Shadowtalk Pfeil.png Was man auch im Eurobrawl 2077 merkte, als sie einige Spieler des venezianischen Teams «La Serenissima» in eine Falle gelockt hatten und ihnen sogar noch die Chance zur Aufgabe liessen, bevor sie das Feuer eröffneten.
Gerüchten zufolge gibt es da eine Order der PR-Abteilung von Evo, die das Team (und damit auch indirekt den Konzern) als die "Guten" vermarkten möchten.

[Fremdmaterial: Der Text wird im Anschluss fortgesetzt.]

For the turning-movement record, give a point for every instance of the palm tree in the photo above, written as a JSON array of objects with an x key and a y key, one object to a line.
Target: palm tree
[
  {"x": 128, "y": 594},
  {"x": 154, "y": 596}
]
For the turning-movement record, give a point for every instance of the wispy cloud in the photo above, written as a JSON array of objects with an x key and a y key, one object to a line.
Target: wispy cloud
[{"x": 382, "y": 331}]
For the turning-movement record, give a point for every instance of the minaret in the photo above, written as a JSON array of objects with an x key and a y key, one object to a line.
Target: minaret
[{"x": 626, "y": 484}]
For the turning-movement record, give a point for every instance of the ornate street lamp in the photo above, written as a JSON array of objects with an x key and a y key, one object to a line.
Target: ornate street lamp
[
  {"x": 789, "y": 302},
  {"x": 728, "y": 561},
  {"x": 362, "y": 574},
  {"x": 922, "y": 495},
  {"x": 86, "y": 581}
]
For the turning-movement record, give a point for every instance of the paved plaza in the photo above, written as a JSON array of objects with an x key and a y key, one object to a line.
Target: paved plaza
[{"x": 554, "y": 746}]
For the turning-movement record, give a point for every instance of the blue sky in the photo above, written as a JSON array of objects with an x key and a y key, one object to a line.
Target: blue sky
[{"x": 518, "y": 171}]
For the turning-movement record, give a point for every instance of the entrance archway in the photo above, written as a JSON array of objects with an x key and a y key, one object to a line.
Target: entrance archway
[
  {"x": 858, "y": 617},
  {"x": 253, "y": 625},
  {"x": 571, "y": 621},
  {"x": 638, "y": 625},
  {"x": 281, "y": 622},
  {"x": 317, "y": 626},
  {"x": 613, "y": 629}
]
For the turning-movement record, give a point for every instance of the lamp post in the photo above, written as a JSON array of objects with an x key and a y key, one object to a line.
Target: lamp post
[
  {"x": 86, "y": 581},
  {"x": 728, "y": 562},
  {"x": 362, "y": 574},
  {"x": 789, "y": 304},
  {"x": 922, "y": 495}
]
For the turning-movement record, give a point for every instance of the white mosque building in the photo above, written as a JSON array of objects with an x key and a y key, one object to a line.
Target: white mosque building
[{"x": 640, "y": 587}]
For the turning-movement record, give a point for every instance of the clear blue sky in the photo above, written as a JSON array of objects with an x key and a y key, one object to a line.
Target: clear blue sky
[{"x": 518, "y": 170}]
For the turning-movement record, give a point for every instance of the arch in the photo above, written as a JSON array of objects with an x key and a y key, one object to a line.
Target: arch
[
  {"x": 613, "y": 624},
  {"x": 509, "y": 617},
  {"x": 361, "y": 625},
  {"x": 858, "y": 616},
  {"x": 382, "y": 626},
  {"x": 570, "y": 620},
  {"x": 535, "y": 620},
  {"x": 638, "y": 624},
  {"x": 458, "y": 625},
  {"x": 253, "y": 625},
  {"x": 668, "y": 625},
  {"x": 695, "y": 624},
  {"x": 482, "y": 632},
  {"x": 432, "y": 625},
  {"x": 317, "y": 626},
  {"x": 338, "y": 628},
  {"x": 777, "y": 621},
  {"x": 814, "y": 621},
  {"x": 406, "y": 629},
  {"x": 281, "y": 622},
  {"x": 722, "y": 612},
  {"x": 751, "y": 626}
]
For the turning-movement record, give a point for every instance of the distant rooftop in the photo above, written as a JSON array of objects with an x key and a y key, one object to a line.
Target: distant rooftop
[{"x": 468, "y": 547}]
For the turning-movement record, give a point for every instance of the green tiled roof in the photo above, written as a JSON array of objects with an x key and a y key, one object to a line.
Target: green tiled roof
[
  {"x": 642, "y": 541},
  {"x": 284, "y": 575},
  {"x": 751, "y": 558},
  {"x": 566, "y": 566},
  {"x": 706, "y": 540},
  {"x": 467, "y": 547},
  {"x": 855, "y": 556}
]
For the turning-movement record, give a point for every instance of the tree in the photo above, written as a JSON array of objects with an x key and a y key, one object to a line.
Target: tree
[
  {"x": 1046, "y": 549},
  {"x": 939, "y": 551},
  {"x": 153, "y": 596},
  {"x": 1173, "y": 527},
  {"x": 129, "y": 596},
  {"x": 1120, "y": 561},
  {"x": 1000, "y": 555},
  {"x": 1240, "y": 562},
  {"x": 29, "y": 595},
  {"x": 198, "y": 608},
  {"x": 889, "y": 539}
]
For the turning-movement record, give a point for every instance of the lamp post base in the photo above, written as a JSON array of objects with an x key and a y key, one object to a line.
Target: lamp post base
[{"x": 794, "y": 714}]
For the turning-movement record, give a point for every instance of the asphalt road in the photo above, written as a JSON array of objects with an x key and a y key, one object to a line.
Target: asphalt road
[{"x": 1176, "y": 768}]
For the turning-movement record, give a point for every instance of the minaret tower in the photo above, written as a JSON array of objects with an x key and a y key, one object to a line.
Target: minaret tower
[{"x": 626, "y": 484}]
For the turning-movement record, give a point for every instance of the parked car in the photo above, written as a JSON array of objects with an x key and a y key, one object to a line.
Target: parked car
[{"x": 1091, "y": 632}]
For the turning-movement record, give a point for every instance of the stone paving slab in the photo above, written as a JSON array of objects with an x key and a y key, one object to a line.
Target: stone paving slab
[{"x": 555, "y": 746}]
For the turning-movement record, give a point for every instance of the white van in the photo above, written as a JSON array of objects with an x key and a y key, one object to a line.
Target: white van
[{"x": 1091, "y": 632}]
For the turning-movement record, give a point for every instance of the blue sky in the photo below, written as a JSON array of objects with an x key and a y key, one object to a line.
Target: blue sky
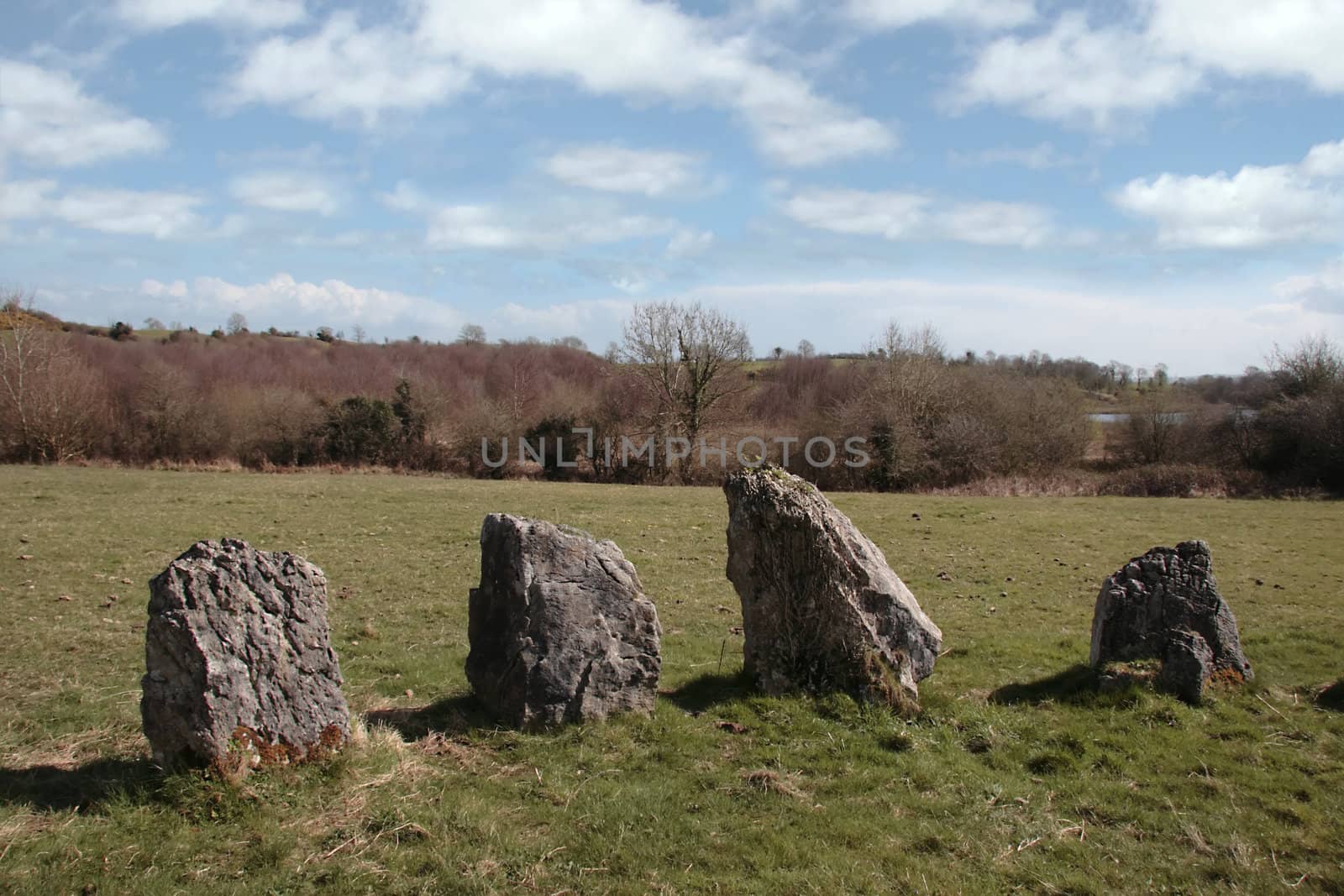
[{"x": 1142, "y": 181}]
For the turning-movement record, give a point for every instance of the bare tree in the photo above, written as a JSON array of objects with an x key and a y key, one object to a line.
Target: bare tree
[
  {"x": 687, "y": 358},
  {"x": 51, "y": 403},
  {"x": 472, "y": 335},
  {"x": 1310, "y": 365}
]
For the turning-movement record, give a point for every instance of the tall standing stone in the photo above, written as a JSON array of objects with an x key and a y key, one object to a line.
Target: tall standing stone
[
  {"x": 559, "y": 626},
  {"x": 822, "y": 610},
  {"x": 1166, "y": 606},
  {"x": 239, "y": 667}
]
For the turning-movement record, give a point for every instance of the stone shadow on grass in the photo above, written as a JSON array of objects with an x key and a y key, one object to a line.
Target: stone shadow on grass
[
  {"x": 1332, "y": 698},
  {"x": 1077, "y": 684},
  {"x": 58, "y": 789},
  {"x": 448, "y": 716},
  {"x": 709, "y": 691}
]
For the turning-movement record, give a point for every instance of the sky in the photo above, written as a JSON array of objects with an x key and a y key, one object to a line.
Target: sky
[{"x": 1142, "y": 181}]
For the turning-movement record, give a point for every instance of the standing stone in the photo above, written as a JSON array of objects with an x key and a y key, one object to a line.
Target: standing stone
[
  {"x": 822, "y": 610},
  {"x": 559, "y": 626},
  {"x": 239, "y": 667},
  {"x": 1166, "y": 606}
]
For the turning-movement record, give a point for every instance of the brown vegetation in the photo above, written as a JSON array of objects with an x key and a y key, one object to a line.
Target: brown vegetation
[{"x": 1012, "y": 425}]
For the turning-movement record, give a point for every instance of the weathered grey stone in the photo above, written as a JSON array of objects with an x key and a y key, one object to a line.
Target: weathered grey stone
[
  {"x": 822, "y": 610},
  {"x": 559, "y": 626},
  {"x": 239, "y": 667},
  {"x": 1166, "y": 606},
  {"x": 1187, "y": 667}
]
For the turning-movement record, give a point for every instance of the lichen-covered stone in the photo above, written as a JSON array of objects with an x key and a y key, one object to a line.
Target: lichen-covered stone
[
  {"x": 822, "y": 610},
  {"x": 1166, "y": 606},
  {"x": 239, "y": 667},
  {"x": 559, "y": 626}
]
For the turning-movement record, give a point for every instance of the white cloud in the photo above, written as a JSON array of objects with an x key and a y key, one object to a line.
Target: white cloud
[
  {"x": 907, "y": 217},
  {"x": 155, "y": 289},
  {"x": 405, "y": 197},
  {"x": 995, "y": 223},
  {"x": 687, "y": 242},
  {"x": 492, "y": 228},
  {"x": 159, "y": 214},
  {"x": 1296, "y": 39},
  {"x": 259, "y": 15},
  {"x": 1258, "y": 206},
  {"x": 286, "y": 191},
  {"x": 1152, "y": 55},
  {"x": 564, "y": 318},
  {"x": 333, "y": 300},
  {"x": 853, "y": 211},
  {"x": 979, "y": 13},
  {"x": 24, "y": 197},
  {"x": 1077, "y": 74},
  {"x": 163, "y": 215},
  {"x": 1038, "y": 157},
  {"x": 642, "y": 51},
  {"x": 1324, "y": 160},
  {"x": 1320, "y": 291},
  {"x": 46, "y": 118},
  {"x": 627, "y": 170},
  {"x": 344, "y": 71}
]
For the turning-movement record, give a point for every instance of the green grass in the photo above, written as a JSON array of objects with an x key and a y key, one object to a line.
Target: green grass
[{"x": 1015, "y": 777}]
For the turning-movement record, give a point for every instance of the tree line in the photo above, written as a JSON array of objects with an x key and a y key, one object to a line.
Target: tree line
[{"x": 927, "y": 418}]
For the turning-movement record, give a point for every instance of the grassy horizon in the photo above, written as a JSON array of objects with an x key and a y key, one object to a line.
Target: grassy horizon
[{"x": 1016, "y": 774}]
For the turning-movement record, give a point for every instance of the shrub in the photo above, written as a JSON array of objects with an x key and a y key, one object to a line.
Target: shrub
[{"x": 362, "y": 430}]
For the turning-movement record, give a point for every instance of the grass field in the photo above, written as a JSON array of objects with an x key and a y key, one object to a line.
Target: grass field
[{"x": 1016, "y": 775}]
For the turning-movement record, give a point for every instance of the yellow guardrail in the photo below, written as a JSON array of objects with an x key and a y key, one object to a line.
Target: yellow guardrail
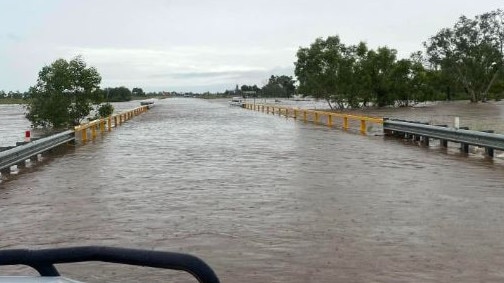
[
  {"x": 105, "y": 124},
  {"x": 316, "y": 116}
]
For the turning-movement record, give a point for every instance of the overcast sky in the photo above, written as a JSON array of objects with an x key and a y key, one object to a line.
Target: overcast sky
[{"x": 189, "y": 45}]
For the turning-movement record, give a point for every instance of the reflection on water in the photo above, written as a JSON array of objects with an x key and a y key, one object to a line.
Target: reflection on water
[{"x": 264, "y": 199}]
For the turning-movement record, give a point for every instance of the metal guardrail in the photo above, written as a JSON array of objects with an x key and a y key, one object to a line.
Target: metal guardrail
[
  {"x": 316, "y": 116},
  {"x": 462, "y": 136},
  {"x": 44, "y": 260},
  {"x": 23, "y": 152}
]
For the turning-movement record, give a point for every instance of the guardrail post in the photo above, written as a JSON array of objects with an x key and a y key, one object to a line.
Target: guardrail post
[
  {"x": 488, "y": 150},
  {"x": 464, "y": 147},
  {"x": 425, "y": 140},
  {"x": 84, "y": 135},
  {"x": 363, "y": 127},
  {"x": 102, "y": 126}
]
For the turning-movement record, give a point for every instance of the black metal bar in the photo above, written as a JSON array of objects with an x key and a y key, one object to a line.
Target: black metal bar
[{"x": 43, "y": 260}]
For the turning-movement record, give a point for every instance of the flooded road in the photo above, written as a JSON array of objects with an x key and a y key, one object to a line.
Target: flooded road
[{"x": 263, "y": 198}]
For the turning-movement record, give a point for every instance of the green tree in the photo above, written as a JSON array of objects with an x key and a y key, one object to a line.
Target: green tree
[
  {"x": 470, "y": 53},
  {"x": 323, "y": 70},
  {"x": 64, "y": 94},
  {"x": 279, "y": 86}
]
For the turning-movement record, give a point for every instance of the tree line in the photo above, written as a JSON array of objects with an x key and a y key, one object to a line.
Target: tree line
[{"x": 465, "y": 61}]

Gerade bei Spielen gegen eher rechtsgerichtete Vereine wie «Dnipro Kyjiw» geht es trotzdem gerne mal hoch her... Und, falls sie irgendwo auf polnische Teams treffen, ist es meistens auch nicht weit her mit der Zurückhaltung [4].
Shadowtalk Pfeil.png Warhead
Shadowtalk Pfeil.png ...wobei das vielfach eher von der polnischen Seite ausgeht: Begegnungen der in der DSKL spielenden, für ihren Russenhass geradezu berühmten «Warsaw Warmachines» (wie auch von «Krakow Bojownicy» und den «Wroclaw Partyzanci») mit dem Evo-gesponserten Moskauer Team gehen fast nie ohne Tote über die Bühne...! [1]
Shadowtalk Pfeil.png Kriegskind


Spieler[Bearbeiten]

Trivia[Bearbeiten]

Der Mannschaftskapitän trägt bei dem Moskauer Team traditionell den Titel "Kommandant". [2] [2.2]

Quellen[Bearbeiten]

Dieses Ausarbeitung dieses Teams ist in weiten Teilen eine Eigenerfindung von Benutzer "Niall Mackay" und damit nicht Teil des offiziellen Shadowrun-Kanon, seine Existenz - und die mit Fußnoten gekennzeichneten Abschnitte - dagegen schon.

Quellendetails:[Bearbeiten]


^[1] - Blut & Spiele S.166
^[2] - Aeternitas - Roman von Markus Heitz
^[2.2] - Schattenjäger - Romansammelband, enthält "Aeternitas", S.882-898, 911-925, 992

^[3] - Dieses Teamlogo sowie ihre internationalen Erfolge (Weltmeister- und €-Brawl-Titel) sind Eigenerfindungen von Benutzer "Zeitgeist" (der nicht identisch ist mit dem Autor hinter dem gleichnamigen, offiziellen Shadowtalker) im Pegasus-Forum, und daher - bislang - nicht kanonisch.
^[4] - Diese von Benutzer "Niall Mackay" beigesteuerten Teile sind reine Eigenerfindungen dieses Benutzers im Rahmen der Ausarbeitung des Teams für den €-Brawl-Thread im Schockwellenreiter-InGame-Forum, und daher auch nicht kanonisch.
^[5] - Dieser Ex-Maschine Moskwa-Brawler ist eine Eigenerfindung von Benutzer "Karel", und daher gleichfalls nicht kanonisch.